By Natalie Fultz
COLUMBUS- About 30,000 people in Georgia have autism, and Georgia is one of only 16 states that does not require insurance companies to cover autism. Thousands of people have signed a petition, and they aren't stopping until Ava's Law is passed.
Since 2009, Anna Bullard has been fighting for her daughter and for every other child in the state who has autism. She wants to see every child in Georgia covered through insurance to receive autism treatment, treatment that has proven to improve the lives of those with autism.
"This is a matter of quality of life, and it's not okay to keep putting it off and letting these insurance companies be the winner," Bullard says.
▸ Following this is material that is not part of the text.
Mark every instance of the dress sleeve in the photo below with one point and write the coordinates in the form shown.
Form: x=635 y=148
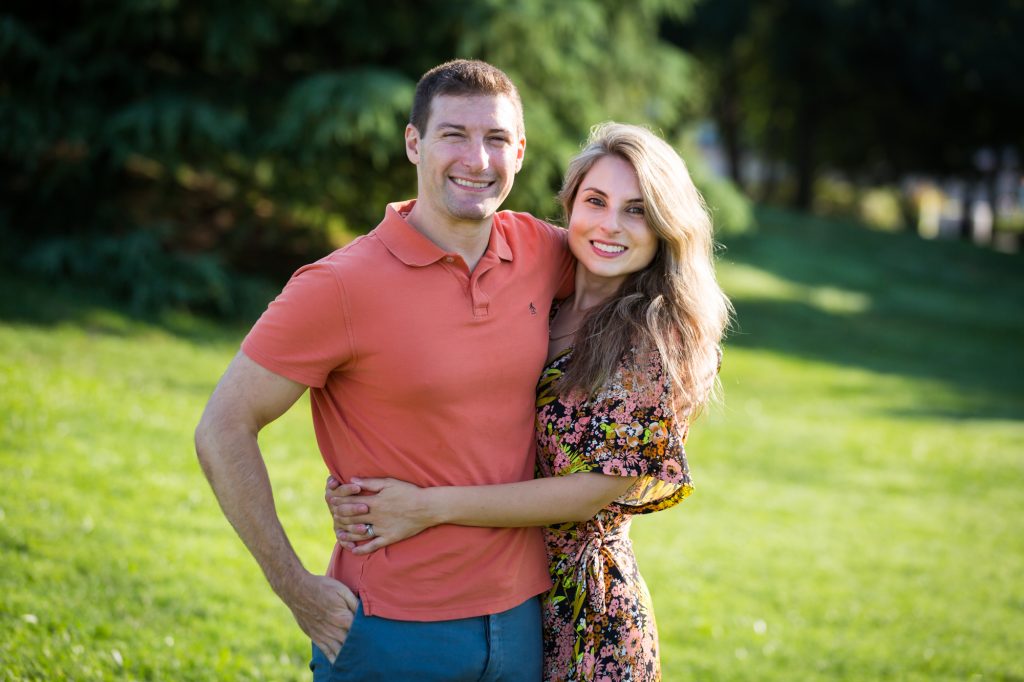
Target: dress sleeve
x=633 y=430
Currently only military families and some large companies across the state provide coverage. Governor Deal has recommended the state employee health plan to cover treatment in 2015, but still this leaves a large sector of the state without coverage.
"We should not have categories in our state that people who of not fault of their own or the child's who has autism. They pay insurance premiums, but they can't access the treatment because insurance companies are denying the claims," Bullard says.
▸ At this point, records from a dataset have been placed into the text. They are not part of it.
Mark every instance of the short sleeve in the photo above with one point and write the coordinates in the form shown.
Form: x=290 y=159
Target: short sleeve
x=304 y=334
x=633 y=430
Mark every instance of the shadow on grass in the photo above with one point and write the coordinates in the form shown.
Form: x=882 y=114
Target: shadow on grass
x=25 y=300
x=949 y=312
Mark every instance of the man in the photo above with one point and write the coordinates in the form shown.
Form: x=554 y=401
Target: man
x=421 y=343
Applied Behavioral Analysis can cost families up to $5,000 a month. So why the opposition? Well, insurance premiums may go up, but Bullard says not like you would think.
"Missouri, they did a two year study and the average cost per member per month was 22 cents," Bullard says
Within the next 14 days, the insurance committee will decide if they will conduct a vote. If they do, and it passes, it would be one step closer for all people in Georgia with autism to have care.